John watched him go, and when he was sure Sherlock was gone, he closed his eyes and sighed.

He didn't mind so much the near-constant abductions—at least, not anymore. He didn't mind being waked at all hours of the night to paw through stacks of books or sneak into the flats of vacationing government officials or be the rabbit in any number of Sherlock's experiments. He didn't mind the sulking or the tantrums or the seeming impossibility of living with a deranged genius—because there were certainly benefits to this life. There were the impromptu violin compositions in the stillness of a Sunday afternoon. There were the breathtaking glimpses at what very well may be the next phase of human evolution, a peek at the Übermensch through the portals of Sherlock's prismatic eyes. There was a friendship at the end of the day, a friendship that obliterated any relationship that pretended to be more significant. He belonged with Sherlock. He knew that. Sherlock's absence after that awful dive from Bart's roof had drilled the lesson into his soul.
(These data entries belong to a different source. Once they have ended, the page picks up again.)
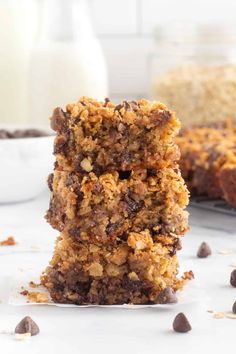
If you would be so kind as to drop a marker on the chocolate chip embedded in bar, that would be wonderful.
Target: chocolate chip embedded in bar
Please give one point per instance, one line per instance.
(123, 137)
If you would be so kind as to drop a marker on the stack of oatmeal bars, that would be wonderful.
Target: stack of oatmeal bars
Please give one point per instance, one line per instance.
(118, 200)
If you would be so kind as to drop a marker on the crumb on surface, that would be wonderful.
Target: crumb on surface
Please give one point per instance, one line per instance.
(24, 292)
(22, 336)
(9, 241)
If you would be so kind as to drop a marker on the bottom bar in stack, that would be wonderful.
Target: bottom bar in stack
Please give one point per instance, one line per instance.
(137, 272)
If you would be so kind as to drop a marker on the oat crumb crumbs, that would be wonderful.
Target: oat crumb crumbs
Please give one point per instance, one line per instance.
(10, 241)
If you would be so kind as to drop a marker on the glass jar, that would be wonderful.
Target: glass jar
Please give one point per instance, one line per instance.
(193, 71)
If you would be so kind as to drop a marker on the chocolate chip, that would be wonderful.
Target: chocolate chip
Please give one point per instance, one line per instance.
(69, 181)
(167, 296)
(133, 206)
(233, 278)
(118, 107)
(50, 181)
(204, 250)
(151, 172)
(58, 120)
(75, 233)
(124, 174)
(27, 325)
(181, 323)
(234, 307)
(127, 106)
(106, 100)
(60, 145)
(111, 228)
(160, 117)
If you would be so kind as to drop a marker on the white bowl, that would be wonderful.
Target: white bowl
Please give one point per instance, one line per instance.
(24, 166)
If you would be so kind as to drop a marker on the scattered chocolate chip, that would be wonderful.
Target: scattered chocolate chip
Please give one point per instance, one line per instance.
(27, 325)
(204, 250)
(233, 278)
(181, 323)
(167, 296)
(58, 120)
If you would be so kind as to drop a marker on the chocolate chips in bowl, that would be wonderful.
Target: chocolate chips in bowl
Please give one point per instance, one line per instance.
(25, 159)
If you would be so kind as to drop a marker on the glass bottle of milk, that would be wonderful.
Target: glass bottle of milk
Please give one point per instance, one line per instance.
(18, 23)
(67, 61)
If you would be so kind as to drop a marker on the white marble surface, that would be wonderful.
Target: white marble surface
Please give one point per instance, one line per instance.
(99, 330)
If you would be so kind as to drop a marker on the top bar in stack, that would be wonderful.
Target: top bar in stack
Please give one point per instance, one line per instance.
(98, 137)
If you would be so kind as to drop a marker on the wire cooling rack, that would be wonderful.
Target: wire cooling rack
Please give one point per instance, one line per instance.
(215, 205)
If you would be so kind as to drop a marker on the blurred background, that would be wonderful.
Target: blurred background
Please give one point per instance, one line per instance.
(53, 51)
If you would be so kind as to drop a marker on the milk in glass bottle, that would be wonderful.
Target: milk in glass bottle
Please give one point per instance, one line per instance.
(67, 61)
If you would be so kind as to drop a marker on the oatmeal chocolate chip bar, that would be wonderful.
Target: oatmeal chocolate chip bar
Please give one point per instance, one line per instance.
(105, 208)
(99, 136)
(118, 200)
(208, 160)
(133, 272)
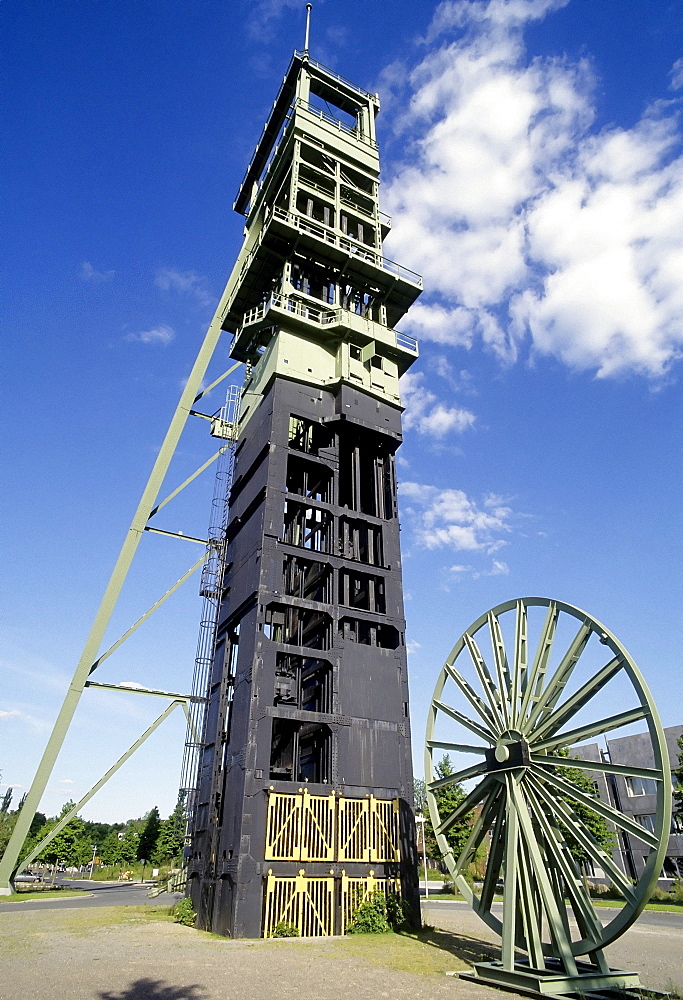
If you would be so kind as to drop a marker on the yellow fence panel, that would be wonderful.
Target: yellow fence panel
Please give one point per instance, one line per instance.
(318, 827)
(308, 903)
(305, 827)
(355, 890)
(386, 845)
(353, 829)
(283, 827)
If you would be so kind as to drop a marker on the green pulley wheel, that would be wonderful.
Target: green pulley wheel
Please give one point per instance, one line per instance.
(526, 683)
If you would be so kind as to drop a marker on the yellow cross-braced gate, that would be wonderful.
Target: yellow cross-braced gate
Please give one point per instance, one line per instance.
(385, 845)
(307, 903)
(353, 840)
(355, 890)
(300, 827)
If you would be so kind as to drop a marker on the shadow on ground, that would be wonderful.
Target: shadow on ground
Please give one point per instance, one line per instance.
(155, 989)
(468, 949)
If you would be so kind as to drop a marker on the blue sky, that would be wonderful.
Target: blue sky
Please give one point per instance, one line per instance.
(532, 162)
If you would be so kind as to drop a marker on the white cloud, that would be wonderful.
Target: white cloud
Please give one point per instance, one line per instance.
(677, 75)
(529, 228)
(88, 273)
(497, 568)
(450, 519)
(185, 282)
(426, 414)
(161, 334)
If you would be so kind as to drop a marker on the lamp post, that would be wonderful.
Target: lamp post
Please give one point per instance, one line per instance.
(420, 820)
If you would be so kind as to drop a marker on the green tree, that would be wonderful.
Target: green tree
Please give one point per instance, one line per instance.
(63, 846)
(109, 848)
(171, 838)
(420, 795)
(128, 847)
(149, 835)
(678, 778)
(595, 825)
(6, 801)
(448, 799)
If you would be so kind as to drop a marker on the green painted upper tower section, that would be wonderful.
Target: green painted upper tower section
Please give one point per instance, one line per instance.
(311, 296)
What he minded was the physical restlessness of his libido. The range of available women in the greater London area who were willing to put up with these shenanigans had thinned to the point of desperation, and he'd finally given up his search for that one singular soul who could bear it. He'd briefly considered employing the services of a professional, but . . .no. He was a doctor and an army veteran. It would be just too sad to resort to paying for sex. Besides, he'd never enjoyed wearing a condom during sex. He was too damned old for this relentless single-life churn, too old to wear the mask of the interested suitor when nobody, simply nobody, could be as interesting as his own flatmate. Nobody could supplant Sherlock. It was a singular, aggravating, fascinating, and infuriating fact of his condition.

There was only one possible solution.

Captain John Hamish Watson, formerly of the Fifth Northumberland Fusiliers, was not gay, but for the sake of his continued sanity he was going to find a way to seduce Sherlock Holmes.